Tuesday, 21 July 2009

The Fourth Plinth - and other art

The ‘Fourth Plinth’ is the empty base of a non-existent statue in the northwest corner of Trafalgar Square. Since 1999 there has been a succession of temporary sculptures and other art pieces. Anthony Gormley won the commission for this summer with a really different idea: to have members of the public stand on the plinth for one hour each, running for 100 days – that’s 2400 people. They have applied online and been selected at random, although the selections are weighted to represent the geographical/population spread across the UK. People can do anything they like during their 60 minutes. The project (piece?) is called OneandOther.

Rachel from London doing her cleaning

I’ve been down to see what’s going on and it looks pretty successful. Certainly, when the weather is good there are many, many tourists and passers-by stopping to watch. Some ‘plinthers’ as they are now called seem to have their family and friends come to watch and support which increases the numbers. Mind you, I haven’t yet been at 3 in the morning, or when it’s very cold, wet and dark. On those occasions it might be single-figure numbers. As a warmer alternative you can stay at home and watch the live feed.

Robert Irving reading his book

My only minor criticism is of the untidy collection of portakabins, generators, JCB’s and so on which seems to be needed to support this endeavour and which now clutters the south-west corner of this important square. It’s a pity that one of the adjacent arts organisations couldn’t be persuaded to find some space (National Gallery, the DCMS or similar) and keep Trafalgar Square uncluttered.

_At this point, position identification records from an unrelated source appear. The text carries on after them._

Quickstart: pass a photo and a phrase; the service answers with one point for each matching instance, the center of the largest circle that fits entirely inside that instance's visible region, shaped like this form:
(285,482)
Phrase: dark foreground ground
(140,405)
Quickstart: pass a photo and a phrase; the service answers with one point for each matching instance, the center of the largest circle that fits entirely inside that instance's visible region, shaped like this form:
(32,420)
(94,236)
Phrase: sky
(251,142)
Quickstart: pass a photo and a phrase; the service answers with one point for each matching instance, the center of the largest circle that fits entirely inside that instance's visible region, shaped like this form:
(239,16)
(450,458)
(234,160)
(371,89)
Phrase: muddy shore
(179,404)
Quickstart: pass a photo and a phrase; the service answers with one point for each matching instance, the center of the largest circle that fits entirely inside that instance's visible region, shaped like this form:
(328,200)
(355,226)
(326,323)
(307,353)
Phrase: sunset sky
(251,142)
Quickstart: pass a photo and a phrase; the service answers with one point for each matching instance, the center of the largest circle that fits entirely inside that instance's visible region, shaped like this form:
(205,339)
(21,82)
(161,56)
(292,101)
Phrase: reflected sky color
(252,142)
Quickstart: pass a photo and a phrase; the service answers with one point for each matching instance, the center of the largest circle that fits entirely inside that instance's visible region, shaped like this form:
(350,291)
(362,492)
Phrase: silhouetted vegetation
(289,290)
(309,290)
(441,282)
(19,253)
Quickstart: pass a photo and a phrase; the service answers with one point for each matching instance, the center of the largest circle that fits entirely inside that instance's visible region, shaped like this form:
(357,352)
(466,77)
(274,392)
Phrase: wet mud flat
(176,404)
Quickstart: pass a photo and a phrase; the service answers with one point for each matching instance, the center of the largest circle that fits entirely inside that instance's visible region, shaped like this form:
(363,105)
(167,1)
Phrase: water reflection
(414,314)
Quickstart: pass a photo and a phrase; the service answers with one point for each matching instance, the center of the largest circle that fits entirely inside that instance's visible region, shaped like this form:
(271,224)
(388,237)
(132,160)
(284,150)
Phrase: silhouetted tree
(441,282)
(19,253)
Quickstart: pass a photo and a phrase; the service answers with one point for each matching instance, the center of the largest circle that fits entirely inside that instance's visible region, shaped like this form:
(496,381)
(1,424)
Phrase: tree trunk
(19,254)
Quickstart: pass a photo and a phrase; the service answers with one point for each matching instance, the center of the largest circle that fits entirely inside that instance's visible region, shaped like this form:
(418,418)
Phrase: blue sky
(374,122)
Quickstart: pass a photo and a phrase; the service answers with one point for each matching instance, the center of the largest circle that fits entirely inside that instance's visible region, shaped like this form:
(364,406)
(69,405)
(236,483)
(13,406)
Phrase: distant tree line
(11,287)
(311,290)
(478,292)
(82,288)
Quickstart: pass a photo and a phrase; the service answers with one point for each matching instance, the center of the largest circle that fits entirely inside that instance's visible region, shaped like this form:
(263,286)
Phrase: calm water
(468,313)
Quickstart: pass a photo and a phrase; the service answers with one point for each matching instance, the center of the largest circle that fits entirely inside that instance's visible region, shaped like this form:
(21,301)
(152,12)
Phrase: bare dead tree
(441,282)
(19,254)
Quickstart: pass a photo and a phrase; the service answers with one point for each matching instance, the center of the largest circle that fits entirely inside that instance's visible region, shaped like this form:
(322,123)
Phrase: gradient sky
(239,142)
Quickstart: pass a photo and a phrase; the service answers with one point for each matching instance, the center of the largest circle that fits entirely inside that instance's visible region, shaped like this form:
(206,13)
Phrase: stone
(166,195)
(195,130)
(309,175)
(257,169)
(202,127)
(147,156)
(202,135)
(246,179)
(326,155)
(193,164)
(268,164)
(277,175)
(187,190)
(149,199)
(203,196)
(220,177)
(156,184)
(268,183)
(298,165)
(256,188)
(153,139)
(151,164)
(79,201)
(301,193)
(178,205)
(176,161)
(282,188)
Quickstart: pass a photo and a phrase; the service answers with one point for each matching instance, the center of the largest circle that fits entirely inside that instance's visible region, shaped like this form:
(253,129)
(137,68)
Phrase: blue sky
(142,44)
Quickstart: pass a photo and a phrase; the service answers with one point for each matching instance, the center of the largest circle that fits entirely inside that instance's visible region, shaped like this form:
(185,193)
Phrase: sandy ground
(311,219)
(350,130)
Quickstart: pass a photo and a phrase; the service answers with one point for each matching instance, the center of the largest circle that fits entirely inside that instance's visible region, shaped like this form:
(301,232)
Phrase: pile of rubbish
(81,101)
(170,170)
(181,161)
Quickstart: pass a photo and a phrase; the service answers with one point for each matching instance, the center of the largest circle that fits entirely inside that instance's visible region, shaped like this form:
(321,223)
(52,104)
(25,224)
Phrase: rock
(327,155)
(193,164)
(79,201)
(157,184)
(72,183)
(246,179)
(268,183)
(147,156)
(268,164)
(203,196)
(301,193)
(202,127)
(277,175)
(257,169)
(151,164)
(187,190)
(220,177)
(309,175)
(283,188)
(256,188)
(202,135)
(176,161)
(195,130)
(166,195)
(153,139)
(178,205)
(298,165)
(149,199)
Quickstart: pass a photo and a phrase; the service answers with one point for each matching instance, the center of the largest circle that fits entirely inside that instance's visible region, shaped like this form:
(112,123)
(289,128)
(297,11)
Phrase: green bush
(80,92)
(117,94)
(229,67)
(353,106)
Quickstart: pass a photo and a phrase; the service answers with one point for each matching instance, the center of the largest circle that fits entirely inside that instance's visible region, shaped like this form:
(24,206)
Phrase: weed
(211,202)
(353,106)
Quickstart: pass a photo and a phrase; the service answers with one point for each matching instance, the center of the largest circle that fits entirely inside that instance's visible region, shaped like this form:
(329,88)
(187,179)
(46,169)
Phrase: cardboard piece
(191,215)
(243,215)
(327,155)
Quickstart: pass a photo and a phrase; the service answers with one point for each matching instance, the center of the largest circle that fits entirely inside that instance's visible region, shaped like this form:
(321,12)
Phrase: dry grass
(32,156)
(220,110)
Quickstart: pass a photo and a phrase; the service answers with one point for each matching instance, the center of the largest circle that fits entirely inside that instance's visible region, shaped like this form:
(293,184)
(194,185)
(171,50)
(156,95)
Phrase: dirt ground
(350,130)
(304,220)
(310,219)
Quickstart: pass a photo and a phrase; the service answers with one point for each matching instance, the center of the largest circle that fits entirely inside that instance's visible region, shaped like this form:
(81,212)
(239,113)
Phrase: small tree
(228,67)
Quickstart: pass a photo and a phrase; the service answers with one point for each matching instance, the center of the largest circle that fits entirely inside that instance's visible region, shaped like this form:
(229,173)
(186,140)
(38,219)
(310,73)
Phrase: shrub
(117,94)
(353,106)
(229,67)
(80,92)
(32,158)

On a connected point, I’ve been impressed by the willingness and ability of the arts community to host these risky, big-piece numbers and not be put off by the safety issues. I’m thinking of Tate Modern’s 2007 Doris Salcedo’s crack-in-the-floor Shibboleth piece (photo), where 15 people were injured, and Tate Britain’s recent revival of Robert Morris's Bodyspacemotionthings with 20 minor injuries.

With both these projects there were some injuries, but they don’t seem to have rattled the Tate management too much. This is a welcome and positive contrast to the usual cautious, risk-averse public bodies and private companies: all rules, notices, hi-vis patrols, box-ticking corporate cultures, which would surely say ‘no’ to something as risky as allowing the public to stand on a rectangle 4m x 2m at 8 metres up in the air. Well done the Tate and others.